Ok so i have been building a 2006 GTO drift car, and so far its been awesome, i added headers, jba full exhaust, a roll cage, upgraded the rear calipers to wilwood 4 piston with a hydraulic e brake handle, diablo tune, kw coilovers, also i custom painted a GTO graphic on the side, but what i want to know is i want to remove the stock ignitions switch and put a switch and push button for the ignition, is this possible with the security key and other crap alarm stuff?


----------



## GM4life (Mar 18, 2007)

Your key is part of the security system of the GTO. It uses the ring on the igniton to send a signal through the "chip" and back through the key itself and it is read by the BCM. I'm trying to track down a schamatic on that part of the system. I wouldn't know how to by-pass it other than taking apart one of your keys building a insulated box for it and splice it into that part of the system to get it to start. In order to dis-arm the alarm you have to push the unlock button on your key, this keeps the alarm from going off. Its not like the old F-bodies where you can stick a resistor in there to bypass the Passkey set up. For the GTO your going to need a power on toggle switch seperate from the pushbutton start. I can't garruntee its that simple but its worth a try.
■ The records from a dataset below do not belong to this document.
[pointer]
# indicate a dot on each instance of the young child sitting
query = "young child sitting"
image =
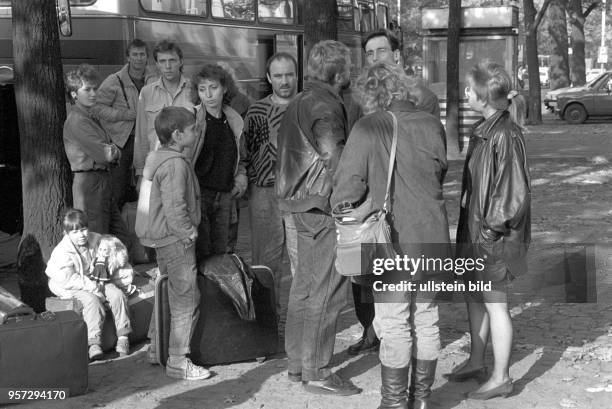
(71, 261)
(112, 264)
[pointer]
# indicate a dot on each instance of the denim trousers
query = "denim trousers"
(407, 329)
(268, 234)
(91, 193)
(178, 262)
(317, 295)
(94, 311)
(213, 231)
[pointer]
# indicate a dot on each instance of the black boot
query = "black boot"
(421, 380)
(393, 388)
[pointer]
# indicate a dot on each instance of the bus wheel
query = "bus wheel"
(575, 114)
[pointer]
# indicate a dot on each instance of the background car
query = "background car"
(550, 98)
(595, 100)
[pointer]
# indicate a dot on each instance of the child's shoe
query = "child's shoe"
(95, 352)
(187, 370)
(123, 346)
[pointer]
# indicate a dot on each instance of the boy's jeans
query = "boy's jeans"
(178, 262)
(317, 295)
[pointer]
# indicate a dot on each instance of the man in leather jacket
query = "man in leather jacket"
(313, 132)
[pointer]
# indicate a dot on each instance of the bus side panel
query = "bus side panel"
(246, 50)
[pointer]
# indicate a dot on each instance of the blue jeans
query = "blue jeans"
(317, 295)
(178, 262)
(268, 237)
(213, 231)
(407, 329)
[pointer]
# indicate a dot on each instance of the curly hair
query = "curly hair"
(381, 83)
(217, 73)
(492, 84)
(111, 247)
(75, 79)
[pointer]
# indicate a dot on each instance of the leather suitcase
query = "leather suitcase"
(221, 336)
(140, 308)
(45, 351)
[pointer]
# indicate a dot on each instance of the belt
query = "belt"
(90, 170)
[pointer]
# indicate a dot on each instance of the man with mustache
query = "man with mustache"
(172, 89)
(259, 152)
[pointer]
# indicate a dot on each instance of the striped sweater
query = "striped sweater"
(260, 140)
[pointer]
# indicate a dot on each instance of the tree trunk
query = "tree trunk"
(452, 80)
(557, 27)
(320, 22)
(39, 94)
(531, 46)
(577, 19)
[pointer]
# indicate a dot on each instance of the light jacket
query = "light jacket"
(87, 145)
(495, 213)
(153, 98)
(174, 204)
(236, 124)
(313, 130)
(65, 268)
(111, 105)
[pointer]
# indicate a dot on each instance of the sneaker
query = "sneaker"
(152, 355)
(123, 346)
(95, 352)
(188, 371)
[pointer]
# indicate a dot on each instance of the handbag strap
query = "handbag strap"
(387, 204)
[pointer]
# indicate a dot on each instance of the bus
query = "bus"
(241, 33)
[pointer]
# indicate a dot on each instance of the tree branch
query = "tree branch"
(591, 7)
(539, 16)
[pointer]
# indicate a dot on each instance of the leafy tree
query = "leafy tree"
(557, 28)
(39, 94)
(532, 21)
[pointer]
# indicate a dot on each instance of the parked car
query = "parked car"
(576, 105)
(550, 98)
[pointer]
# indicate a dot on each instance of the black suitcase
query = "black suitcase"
(45, 351)
(221, 336)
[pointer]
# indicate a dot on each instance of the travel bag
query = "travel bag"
(45, 351)
(220, 335)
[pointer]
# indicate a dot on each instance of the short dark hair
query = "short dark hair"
(383, 32)
(218, 73)
(74, 219)
(166, 46)
(136, 43)
(169, 120)
(75, 79)
(281, 56)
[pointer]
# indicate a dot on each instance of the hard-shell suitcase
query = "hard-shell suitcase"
(45, 351)
(221, 336)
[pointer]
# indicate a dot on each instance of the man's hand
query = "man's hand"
(130, 115)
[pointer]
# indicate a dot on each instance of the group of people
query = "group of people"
(297, 156)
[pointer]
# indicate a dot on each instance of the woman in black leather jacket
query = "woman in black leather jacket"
(494, 223)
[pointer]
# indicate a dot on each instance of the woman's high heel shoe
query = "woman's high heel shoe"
(480, 374)
(502, 390)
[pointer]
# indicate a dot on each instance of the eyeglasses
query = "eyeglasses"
(378, 52)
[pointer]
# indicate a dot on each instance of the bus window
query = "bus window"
(7, 3)
(367, 16)
(234, 9)
(275, 11)
(382, 16)
(187, 7)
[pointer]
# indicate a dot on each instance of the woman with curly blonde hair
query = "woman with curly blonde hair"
(418, 217)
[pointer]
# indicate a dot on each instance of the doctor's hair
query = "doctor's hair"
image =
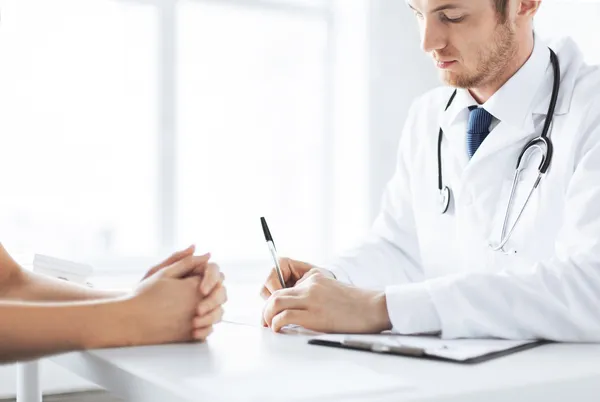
(501, 9)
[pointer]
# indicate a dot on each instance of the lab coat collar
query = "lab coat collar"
(512, 103)
(528, 92)
(570, 60)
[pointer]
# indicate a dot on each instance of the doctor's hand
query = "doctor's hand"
(292, 271)
(323, 304)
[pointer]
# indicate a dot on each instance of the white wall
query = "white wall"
(399, 72)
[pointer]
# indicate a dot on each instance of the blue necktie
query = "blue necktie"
(477, 129)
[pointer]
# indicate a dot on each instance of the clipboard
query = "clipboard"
(426, 347)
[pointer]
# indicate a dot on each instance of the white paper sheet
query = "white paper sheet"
(304, 382)
(460, 349)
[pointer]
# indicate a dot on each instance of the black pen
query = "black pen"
(273, 251)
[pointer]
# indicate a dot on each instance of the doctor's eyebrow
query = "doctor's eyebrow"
(438, 8)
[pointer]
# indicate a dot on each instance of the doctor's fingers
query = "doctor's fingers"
(313, 275)
(272, 283)
(279, 303)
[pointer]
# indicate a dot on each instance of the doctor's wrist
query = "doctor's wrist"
(378, 312)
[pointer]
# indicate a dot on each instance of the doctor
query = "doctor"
(463, 244)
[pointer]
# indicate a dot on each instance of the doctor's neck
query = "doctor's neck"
(519, 54)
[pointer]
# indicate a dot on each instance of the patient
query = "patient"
(178, 300)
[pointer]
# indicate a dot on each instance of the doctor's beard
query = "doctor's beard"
(493, 60)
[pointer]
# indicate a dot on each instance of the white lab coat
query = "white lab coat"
(438, 271)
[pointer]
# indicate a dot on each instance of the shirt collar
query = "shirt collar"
(512, 103)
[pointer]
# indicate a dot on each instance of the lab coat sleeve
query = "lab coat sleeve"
(390, 252)
(557, 299)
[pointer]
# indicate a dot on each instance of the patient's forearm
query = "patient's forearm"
(34, 287)
(32, 330)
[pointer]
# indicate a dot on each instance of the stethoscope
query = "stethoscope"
(541, 143)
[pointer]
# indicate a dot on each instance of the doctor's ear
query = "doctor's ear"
(528, 8)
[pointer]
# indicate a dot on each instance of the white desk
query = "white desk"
(155, 374)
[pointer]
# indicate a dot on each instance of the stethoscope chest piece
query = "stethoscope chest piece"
(444, 200)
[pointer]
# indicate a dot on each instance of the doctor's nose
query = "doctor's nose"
(432, 37)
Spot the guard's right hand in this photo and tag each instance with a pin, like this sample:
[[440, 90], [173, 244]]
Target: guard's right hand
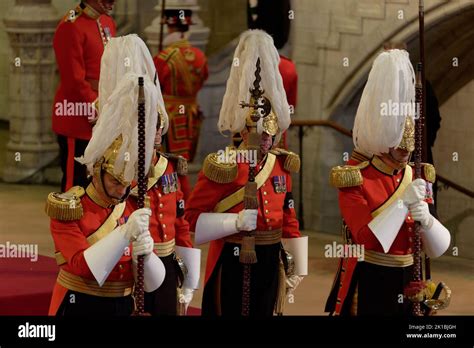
[[247, 220], [137, 223], [414, 192]]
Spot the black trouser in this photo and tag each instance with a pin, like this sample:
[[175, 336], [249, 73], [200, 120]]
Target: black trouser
[[163, 301], [79, 304], [263, 284], [74, 173], [380, 289]]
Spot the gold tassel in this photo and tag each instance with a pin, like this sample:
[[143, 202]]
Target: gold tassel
[[247, 251], [281, 293], [182, 166], [292, 163], [65, 206], [217, 171], [180, 306]]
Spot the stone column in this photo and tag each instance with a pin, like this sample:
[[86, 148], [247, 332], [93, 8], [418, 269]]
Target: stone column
[[199, 34], [30, 26]]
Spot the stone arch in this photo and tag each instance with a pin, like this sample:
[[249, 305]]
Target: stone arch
[[449, 33]]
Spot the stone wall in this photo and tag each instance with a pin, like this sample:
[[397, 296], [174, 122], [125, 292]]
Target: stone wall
[[454, 159], [334, 45]]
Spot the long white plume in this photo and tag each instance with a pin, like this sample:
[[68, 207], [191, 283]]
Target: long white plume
[[122, 55], [391, 85], [252, 45], [125, 59]]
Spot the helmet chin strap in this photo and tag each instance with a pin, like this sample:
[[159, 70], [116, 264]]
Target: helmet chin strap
[[399, 165], [104, 9]]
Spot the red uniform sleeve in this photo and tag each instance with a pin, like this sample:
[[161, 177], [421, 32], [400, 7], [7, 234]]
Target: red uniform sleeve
[[163, 72], [357, 215], [71, 242], [68, 48], [290, 221], [205, 71], [203, 199], [182, 236]]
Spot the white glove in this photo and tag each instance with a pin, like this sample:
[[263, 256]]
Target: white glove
[[414, 192], [186, 297], [247, 220], [137, 223], [143, 245], [420, 212]]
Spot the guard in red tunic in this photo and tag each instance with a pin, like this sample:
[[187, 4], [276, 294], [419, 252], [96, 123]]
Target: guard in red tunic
[[216, 209], [182, 70], [97, 242], [379, 202], [78, 44], [170, 232]]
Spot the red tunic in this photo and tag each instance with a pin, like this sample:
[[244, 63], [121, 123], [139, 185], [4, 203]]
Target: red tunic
[[78, 46], [357, 205], [70, 238], [182, 70], [271, 212], [167, 218]]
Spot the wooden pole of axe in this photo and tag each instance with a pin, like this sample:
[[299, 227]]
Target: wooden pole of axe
[[141, 199]]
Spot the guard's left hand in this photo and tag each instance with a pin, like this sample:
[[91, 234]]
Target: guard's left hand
[[420, 212], [186, 297], [292, 283]]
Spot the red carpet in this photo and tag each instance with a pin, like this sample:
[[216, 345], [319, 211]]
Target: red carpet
[[25, 286]]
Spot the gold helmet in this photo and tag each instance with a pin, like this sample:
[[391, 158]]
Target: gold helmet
[[408, 140], [270, 104], [106, 164], [113, 148]]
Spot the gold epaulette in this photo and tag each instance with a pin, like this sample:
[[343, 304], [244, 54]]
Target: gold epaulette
[[347, 176], [181, 163], [69, 17], [218, 170], [167, 53], [430, 172], [292, 160], [65, 206]]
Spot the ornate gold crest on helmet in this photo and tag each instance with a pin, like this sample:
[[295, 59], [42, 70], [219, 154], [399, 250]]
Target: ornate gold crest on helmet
[[408, 140]]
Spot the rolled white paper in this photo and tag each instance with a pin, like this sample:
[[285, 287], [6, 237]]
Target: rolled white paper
[[298, 247], [192, 260]]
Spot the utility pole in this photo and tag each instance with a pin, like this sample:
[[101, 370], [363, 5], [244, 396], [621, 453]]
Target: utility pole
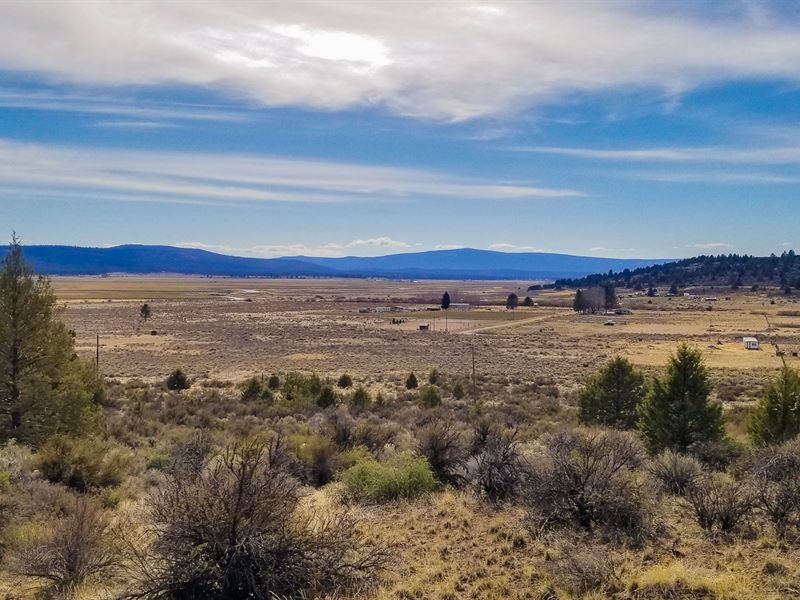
[[474, 393]]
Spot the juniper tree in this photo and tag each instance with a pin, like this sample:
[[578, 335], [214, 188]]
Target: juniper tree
[[612, 396], [44, 387], [678, 411]]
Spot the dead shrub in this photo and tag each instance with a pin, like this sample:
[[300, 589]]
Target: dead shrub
[[589, 478], [674, 471], [775, 478], [500, 468], [235, 531], [441, 441], [720, 502], [70, 551]]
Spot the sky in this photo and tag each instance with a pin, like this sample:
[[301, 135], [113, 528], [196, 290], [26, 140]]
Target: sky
[[627, 129]]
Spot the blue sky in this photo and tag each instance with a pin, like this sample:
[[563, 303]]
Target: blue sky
[[329, 128]]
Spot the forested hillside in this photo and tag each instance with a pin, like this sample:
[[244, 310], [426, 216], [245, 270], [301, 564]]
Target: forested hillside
[[729, 270]]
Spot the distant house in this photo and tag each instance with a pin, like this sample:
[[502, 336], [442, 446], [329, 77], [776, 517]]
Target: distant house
[[750, 343]]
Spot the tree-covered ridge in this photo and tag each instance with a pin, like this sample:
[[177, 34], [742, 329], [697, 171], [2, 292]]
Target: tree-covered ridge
[[724, 269]]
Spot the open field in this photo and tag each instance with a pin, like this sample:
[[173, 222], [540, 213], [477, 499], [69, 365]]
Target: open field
[[450, 538], [230, 329]]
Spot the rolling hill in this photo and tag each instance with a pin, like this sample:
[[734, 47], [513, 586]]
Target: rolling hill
[[463, 263]]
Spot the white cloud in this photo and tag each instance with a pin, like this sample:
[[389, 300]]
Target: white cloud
[[206, 177], [506, 247], [776, 155], [444, 60], [711, 246]]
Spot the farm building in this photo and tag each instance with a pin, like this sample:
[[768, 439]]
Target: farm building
[[750, 343]]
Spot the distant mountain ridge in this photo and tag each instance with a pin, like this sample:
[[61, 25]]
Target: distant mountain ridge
[[733, 270], [465, 263]]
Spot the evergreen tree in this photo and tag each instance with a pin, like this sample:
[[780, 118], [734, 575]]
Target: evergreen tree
[[44, 387], [512, 301], [612, 396], [411, 382], [777, 417], [678, 411]]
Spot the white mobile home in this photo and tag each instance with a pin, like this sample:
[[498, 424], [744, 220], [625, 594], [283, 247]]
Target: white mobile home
[[750, 343]]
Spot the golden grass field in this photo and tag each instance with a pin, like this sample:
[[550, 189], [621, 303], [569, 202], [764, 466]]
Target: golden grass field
[[450, 544], [233, 328]]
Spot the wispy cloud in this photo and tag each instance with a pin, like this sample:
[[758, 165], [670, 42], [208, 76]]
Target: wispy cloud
[[507, 247], [134, 109], [335, 55], [711, 246], [205, 177], [713, 154]]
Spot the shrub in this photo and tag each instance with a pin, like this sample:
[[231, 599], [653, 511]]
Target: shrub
[[70, 551], [401, 476], [430, 397], [612, 396], [442, 443], [720, 502], [588, 478], [236, 531], [775, 477], [411, 382], [675, 472], [777, 417], [500, 469], [251, 390], [319, 459], [360, 398], [177, 381], [327, 397], [274, 382], [82, 463], [678, 411], [301, 390]]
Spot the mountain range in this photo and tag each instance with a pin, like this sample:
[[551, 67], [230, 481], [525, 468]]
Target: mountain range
[[464, 263]]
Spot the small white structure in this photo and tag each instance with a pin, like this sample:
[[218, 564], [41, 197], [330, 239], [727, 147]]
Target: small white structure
[[750, 343]]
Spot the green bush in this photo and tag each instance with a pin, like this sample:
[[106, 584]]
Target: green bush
[[430, 397], [360, 398], [274, 382], [177, 381], [411, 382], [82, 463], [251, 389], [327, 397], [402, 476]]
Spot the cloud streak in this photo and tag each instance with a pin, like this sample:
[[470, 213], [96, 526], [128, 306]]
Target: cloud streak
[[222, 178], [415, 59]]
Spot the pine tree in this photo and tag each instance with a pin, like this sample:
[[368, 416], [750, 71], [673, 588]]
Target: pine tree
[[446, 300], [44, 387], [777, 417], [612, 396], [678, 411]]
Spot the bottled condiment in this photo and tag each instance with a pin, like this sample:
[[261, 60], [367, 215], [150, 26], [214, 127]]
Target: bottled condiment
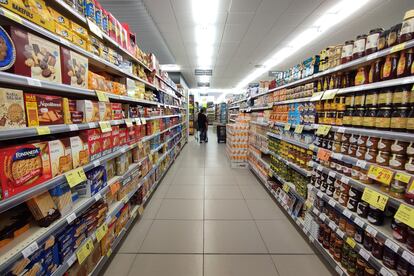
[[407, 28], [359, 46], [372, 41]]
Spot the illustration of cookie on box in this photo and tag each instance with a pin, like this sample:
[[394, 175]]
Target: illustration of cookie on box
[[23, 167]]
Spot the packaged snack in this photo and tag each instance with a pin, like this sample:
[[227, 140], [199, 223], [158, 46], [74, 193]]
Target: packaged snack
[[35, 57], [74, 68], [12, 113], [80, 151], [23, 167], [43, 110]]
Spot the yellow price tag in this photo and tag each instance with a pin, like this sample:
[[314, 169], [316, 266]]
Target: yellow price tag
[[405, 214], [299, 129], [84, 251], [105, 126], [380, 174], [128, 122], [101, 231], [351, 242], [375, 199], [102, 96], [403, 177], [43, 130], [75, 177], [287, 126], [397, 48]]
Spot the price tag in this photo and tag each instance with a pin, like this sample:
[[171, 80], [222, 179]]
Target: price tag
[[392, 245], [324, 154], [351, 242], [44, 130], [71, 218], [30, 249], [405, 214], [75, 177], [287, 126], [105, 126], [101, 231], [128, 122], [397, 48], [380, 174], [403, 177], [375, 199], [84, 251], [102, 96]]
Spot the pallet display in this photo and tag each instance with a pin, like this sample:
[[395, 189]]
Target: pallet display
[[90, 125]]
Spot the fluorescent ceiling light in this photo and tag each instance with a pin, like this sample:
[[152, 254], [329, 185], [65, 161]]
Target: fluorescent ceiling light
[[326, 21]]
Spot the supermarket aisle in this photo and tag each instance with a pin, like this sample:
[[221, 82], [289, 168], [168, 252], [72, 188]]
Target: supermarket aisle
[[207, 219]]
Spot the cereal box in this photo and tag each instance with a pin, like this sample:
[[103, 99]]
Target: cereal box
[[74, 68], [23, 167], [80, 151], [60, 155], [43, 110], [11, 108]]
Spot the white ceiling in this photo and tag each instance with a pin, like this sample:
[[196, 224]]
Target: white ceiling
[[247, 31]]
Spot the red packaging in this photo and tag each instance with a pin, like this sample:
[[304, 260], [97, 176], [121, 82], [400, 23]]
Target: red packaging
[[115, 137], [23, 167], [94, 139]]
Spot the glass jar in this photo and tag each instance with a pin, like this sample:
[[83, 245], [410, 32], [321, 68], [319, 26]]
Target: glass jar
[[407, 28], [383, 119], [359, 46]]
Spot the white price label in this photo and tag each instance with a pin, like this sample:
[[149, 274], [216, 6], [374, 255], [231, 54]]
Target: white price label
[[34, 82], [392, 245], [30, 250], [73, 127], [347, 213], [364, 254], [71, 218]]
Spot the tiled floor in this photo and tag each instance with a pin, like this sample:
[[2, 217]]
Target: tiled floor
[[208, 219]]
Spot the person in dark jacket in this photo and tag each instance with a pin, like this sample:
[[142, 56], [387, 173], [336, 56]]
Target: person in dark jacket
[[202, 122]]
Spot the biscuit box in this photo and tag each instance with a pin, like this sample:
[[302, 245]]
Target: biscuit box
[[35, 57], [23, 167], [12, 113], [74, 68], [43, 110], [94, 139]]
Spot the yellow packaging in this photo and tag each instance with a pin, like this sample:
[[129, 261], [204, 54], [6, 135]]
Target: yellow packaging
[[64, 32], [79, 30], [32, 10], [59, 19]]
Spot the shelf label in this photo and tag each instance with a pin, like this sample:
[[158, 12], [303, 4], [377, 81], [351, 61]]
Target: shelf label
[[287, 126], [405, 214], [102, 96], [75, 177], [351, 242], [324, 154], [84, 251], [105, 126], [299, 129], [375, 199], [380, 174], [44, 130], [403, 177], [101, 231]]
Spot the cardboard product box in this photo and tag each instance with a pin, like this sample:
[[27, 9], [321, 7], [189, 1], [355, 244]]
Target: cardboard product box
[[74, 68], [12, 113], [43, 110], [80, 151], [35, 57], [23, 167], [94, 139]]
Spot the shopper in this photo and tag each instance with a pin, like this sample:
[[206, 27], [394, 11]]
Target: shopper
[[202, 122]]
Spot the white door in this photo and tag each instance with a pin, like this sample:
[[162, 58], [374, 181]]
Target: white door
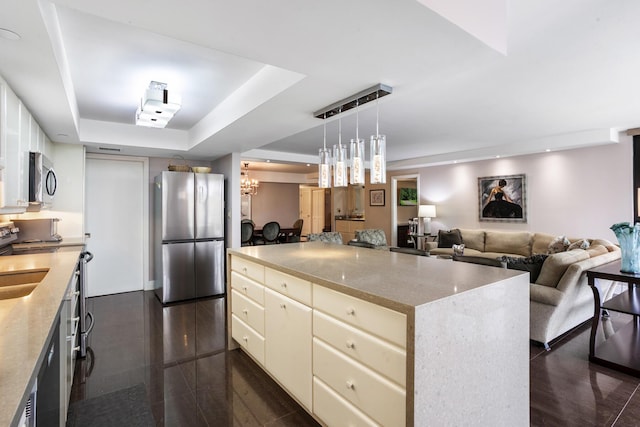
[[305, 210], [317, 211], [116, 200]]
If you need wiring schematics let me know I can post it for you.

*FOUND IT:*


----------



## Rukee (Feb 8, 2007)

I wonder if you can use an immobilizer box for a remote starter system to by-pass the security system?
Something like this...
XK06 - Programmable Platform#06: GM Override Interface


----------



## Northeast Rod Run (Oct 29, 2008)

*Has to be said*

This thread is worthless without pics!!!


----------



## MJGTOWISH (Jun 15, 2006)

*I will have to agree on that....*


----------



## drftmonkeyauto (Nov 21, 2009)

just finished the roll cage and custom build a steering hub for after market steering wheels, will post pictures soon


----------



## KennedyKustoms (Feb 13, 2010)

drftmonkeyauto said:


> just finished the roll cage and custom build a steering hub for after market steering wheels, will post pictures soon


Where did you get a roll cage? I cannot find one anywhere for mine(04)


----------



## drftmonkeyauto (Nov 21, 2009)

i own a shop locally and i built it myself


----------



## Rukee (Feb 8, 2007)

drftmonkeyauto said:


> i own a shop locally and i built it myself


I think I hear a calling!  :cheers


----------